Finding a new business has always been tough.
Throw in a global pandemic and the worst recession in living memory, and it seems impossible. Even well run sales teams are finding it difficult to maintain momentum because they’re all working remotely.
Because of COVID-19, there hasn’t been the usual training. And pent up holiday demand has added to the difficulty. Many of my clients have told me that August was a write-off with so many staff and customers away. It’s hard enough in normal times to keep sales going through summer. This year so many people have delayed their holiday that businesses have been running on skeleton staff.
Now it’s September, the kids are back at school and you may even be back in the office. Perhaps not if you’re in the UK but in Italy, Spain and France you probably are. It’s time to get your growth back on track but how, when it’s so hard to win new clients? Well, I’ve been there. It was during the recessions of 2001 and 2009 that I scaled two business to £30 million turnovers from zero. Here’s what worked for me.
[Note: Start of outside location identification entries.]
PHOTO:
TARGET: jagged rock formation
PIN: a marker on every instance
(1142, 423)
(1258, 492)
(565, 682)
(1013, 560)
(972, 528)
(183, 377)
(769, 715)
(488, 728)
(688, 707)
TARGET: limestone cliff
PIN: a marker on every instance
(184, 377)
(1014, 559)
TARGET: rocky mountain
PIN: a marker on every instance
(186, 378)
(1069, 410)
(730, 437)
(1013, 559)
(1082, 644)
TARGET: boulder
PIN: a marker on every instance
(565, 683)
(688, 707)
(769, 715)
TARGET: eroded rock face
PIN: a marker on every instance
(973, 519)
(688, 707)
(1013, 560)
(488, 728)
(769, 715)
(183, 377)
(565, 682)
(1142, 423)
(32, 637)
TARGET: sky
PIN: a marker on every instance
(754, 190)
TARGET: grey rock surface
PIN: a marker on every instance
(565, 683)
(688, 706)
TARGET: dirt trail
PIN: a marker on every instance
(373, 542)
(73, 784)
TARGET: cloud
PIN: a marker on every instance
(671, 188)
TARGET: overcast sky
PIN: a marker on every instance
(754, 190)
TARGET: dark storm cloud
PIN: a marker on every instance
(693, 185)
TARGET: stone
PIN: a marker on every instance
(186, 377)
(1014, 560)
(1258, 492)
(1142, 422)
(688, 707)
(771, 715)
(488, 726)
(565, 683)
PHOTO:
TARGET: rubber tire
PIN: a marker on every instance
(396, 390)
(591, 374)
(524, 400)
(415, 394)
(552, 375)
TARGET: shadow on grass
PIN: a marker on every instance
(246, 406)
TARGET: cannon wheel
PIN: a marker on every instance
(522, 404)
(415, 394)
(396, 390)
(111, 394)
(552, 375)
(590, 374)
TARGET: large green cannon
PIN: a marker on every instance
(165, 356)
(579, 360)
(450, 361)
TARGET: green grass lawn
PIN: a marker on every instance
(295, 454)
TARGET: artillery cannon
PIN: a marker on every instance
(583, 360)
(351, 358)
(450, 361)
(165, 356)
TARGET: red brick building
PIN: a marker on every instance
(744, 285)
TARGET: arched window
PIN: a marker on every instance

If you haven’t had a proper look at your customer experience in the last few months, do it now. You may find it’s changed quite a bit. Focus on all the customer touchpoints – in sales, customer service and support. Is your invoicing ok? How easy is it to do business with you? Get hold of all the templates you use. Put them end to end to see if they’re consistent and make sense. Notice where you’re introducing too much friction and the customer experience isn’t where you want it to be. Make plans to change these areas.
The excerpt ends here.